Article Text
Abstract
Background Predictive markers for the outcomes of fecal microbiota transplantation (FMT) in ulcerative colitis (UC) are poorly defined. Existing microbial analyses of FMT efficacy are based on time-consuming and costly sequencing methods, thereby limiting their practical application in clinical settings.
Therefore, we focused on four common siderophores found in Gram-negative pathogens. By analyzing the changes in the total copy number of siderophore genes before and after FMT, we aimed to explore their association with FMT efficacy and evaluate their potential as non-invasive biomarkers for predicting FMT responsiveness.
Methods We enrolled patients with active UC (Mayo score ≥ 3) who underwent two FMT procedures.
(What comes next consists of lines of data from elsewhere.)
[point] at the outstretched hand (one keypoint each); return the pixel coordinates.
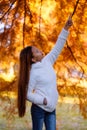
(68, 23)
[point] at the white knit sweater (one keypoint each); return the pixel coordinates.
(42, 81)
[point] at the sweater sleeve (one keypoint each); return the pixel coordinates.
(54, 53)
(32, 96)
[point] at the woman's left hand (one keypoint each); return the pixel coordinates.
(68, 23)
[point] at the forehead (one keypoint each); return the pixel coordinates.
(34, 48)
Fecal samples were collected before and 8 weeks after each FMT session and determined the total copy number of eight siderophore genes, including enterobactin (entF, fepA), salmochelin (iroB, iroN), aerobactin (iucA, iutA), and yersiniabactin (irp1, fyuA). Patients were classified into responder and non-responder groups based on their Mayo scores. The relationship between the total siderophore genes copy number and FMT efficacy was examined.
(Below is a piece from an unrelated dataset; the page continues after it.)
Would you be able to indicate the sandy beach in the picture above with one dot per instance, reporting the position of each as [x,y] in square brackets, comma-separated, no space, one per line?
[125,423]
Results Seventy-two patients with UC underwent FMT. The UC clinical response and remission rates were 62.5% and 19.4% after the first FMT, which increased to 71.7% and 43.4%, respectively, after the second FMT. Compared with the baseline, the total siderophore genes copy number significantly decreased in the responder group, from 1557.32 copies/ng to 251.90 copies/ng after the second FMT. In the non-responder group, the total copy number of siderophore genes showed an increasing trend after the second FMT, from 65.46 copies/ng to 330.78 copies/ng. The total baseline copy number was significantly higher in responders than in non-responders (P < 0.01). A baseline total copy number cutoff value of 289.63 copies/ng showed 85.5% sensitivity and 88.2% specificity in predicting FMT responsiveness.
Conclusions The total copy number of fecal siderophore genes in patients with UC correlates with FMT treatment response, providing a promising biomarker for predicting FMT responsiveness.